The frames that we stock are clip frames, made in the UK. No sewing is needed to keep your canvas attached to the frame. In the photograph below you can see how the clips hold the top and bottom of the tapestry canvas in place, and the canvas can be rolled up or down if necessary by loosening the sidebars with the nuts and bolts.
Our Elephant starter kit canvas is seen here on a 12″ clip frame, CF129. The internal width of the frame is 12″. The printed area of the Elephant canvas is only 4″ x 4″ but as there’s a lot of canvas around the design (3″ all around), a 12″ frame is a good choice.
Next, we have Pop Art Puppies (design approx. 7.5″ x 7.5″) on one of our smaller 18″ frames, a CF189. You could squeeze the Puppies onto a 12″ frame (as above with the Elephant design), but we think it feels more comfortable to stitch when there’s a bit of space at the sides of your canvas.

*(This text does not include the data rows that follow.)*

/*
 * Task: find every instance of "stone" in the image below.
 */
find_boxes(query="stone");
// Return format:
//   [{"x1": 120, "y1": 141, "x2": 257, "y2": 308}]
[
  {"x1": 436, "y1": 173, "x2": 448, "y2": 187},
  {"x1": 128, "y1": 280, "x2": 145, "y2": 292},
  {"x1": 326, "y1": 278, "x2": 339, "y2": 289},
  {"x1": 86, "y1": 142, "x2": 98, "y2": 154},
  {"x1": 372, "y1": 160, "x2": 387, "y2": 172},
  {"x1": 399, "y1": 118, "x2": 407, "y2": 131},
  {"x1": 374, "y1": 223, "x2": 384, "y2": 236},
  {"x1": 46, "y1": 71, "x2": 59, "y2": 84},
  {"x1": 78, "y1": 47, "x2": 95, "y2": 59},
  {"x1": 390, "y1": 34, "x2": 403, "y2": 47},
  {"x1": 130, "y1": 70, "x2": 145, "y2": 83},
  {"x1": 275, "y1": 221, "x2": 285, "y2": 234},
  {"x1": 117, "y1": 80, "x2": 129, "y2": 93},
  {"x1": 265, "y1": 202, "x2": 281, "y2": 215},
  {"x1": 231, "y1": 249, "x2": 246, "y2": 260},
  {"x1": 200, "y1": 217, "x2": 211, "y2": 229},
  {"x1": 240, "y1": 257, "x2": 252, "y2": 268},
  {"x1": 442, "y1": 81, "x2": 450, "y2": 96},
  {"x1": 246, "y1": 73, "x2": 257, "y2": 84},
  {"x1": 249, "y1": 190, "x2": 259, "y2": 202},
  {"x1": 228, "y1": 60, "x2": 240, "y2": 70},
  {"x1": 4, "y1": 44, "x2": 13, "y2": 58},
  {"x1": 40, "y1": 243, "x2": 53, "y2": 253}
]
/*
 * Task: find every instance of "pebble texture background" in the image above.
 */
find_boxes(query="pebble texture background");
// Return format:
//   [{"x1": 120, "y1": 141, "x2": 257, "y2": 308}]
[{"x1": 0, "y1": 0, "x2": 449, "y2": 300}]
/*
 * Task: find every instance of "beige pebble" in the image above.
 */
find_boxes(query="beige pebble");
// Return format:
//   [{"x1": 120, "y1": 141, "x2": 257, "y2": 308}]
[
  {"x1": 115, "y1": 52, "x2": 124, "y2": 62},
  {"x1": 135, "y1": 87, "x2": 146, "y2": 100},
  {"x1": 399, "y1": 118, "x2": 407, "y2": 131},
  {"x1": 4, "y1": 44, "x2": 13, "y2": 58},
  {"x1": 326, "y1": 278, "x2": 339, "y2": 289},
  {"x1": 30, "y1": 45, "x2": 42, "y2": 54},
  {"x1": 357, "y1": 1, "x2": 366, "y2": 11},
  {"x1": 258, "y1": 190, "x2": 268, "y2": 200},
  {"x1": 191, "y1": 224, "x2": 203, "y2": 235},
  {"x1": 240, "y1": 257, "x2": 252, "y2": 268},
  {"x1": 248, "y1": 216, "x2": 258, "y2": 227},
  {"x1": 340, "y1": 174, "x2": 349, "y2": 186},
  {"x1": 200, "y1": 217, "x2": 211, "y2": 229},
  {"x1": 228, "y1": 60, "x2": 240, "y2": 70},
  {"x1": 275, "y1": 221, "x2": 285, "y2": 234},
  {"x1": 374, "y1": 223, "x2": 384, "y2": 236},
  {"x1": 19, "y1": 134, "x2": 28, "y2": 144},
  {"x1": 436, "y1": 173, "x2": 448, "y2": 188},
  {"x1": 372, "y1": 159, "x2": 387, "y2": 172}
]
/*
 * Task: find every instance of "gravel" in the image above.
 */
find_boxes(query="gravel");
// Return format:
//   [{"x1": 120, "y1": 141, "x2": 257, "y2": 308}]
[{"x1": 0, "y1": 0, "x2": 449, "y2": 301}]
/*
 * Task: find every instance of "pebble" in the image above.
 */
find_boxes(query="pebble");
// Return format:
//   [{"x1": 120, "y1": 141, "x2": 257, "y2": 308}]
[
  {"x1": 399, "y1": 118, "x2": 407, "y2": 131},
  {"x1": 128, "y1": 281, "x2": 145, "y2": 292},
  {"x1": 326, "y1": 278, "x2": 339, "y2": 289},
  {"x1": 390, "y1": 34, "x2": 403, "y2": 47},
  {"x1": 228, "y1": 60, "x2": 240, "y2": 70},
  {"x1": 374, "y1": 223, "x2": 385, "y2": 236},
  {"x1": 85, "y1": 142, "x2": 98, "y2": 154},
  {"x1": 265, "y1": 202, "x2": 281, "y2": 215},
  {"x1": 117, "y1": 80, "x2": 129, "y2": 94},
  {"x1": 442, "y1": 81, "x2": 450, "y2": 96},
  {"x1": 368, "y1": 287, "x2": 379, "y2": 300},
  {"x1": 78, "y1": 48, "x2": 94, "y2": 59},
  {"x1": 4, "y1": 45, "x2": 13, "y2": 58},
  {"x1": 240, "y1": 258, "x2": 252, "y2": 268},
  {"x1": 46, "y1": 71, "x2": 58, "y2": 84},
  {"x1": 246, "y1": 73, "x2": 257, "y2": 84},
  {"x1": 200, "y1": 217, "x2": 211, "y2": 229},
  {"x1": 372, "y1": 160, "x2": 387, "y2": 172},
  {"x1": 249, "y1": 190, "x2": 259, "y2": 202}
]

The dinosaurs from our Dinosaurs Sampler are enjoying roaming the few inches of extra space that our larger 18″ frame, CF1812, gives them. The Dinosaur Sampler is 8″ wide x 10″ high. They fit very comfortably onto this frame – which is a good fit for the other designs in this series, Beside the Sea, Farmyard Sampler and Noah’s Ark Sampler.
If you will be stitching designs that aren’t quite as wide as 16″ x 16″, a 21″ frame could be a good idea. Peacock Star (approx. 14″ x 14″) is here on a CF219 frame, the smaller of our two 21″ frames.
If you want to buy a frame that should cover you for most projects that you are likely to stitch (unless you are going to choose very wide designs), then go for a 24″ frame.
As you can see by E for Elephant below, you can put a small design can go onto a large frame. E for Elephant is on a CF249 frame. It’s worth bearing this in mind if you need to switch between projects – perhaps to stitch for a wedding or a new baby’s arrival.
Finally, the largest frame we stock, a CF2412 24″ frame. On this frame, you can see a bit more top to bottom of the design as you stitch compared with a CF249 frame.
CF2412 is shown here with an Arts and Crafts Tiles canvas.
A few tips for using a tapestry frame
*Rest one side of the frame on the arm of your chair or sofa, or rest the front of the frame on a table as you stitch. This gives you the flexibility to use both hands while you work, with one hand pushing the needle up from under the canvas, and the other pulling the needle and thread through to form the stitch.
*Slacken off your canvas if you’ll be leaving it on the frame for a while before going back to it.
*If you’d like to take your tapestry with you so that you can stitch on holiday, unscrew the nuts and bolts, take out the sidebars, and roll up your frame – remembering to pack the sidebars (and your wool)!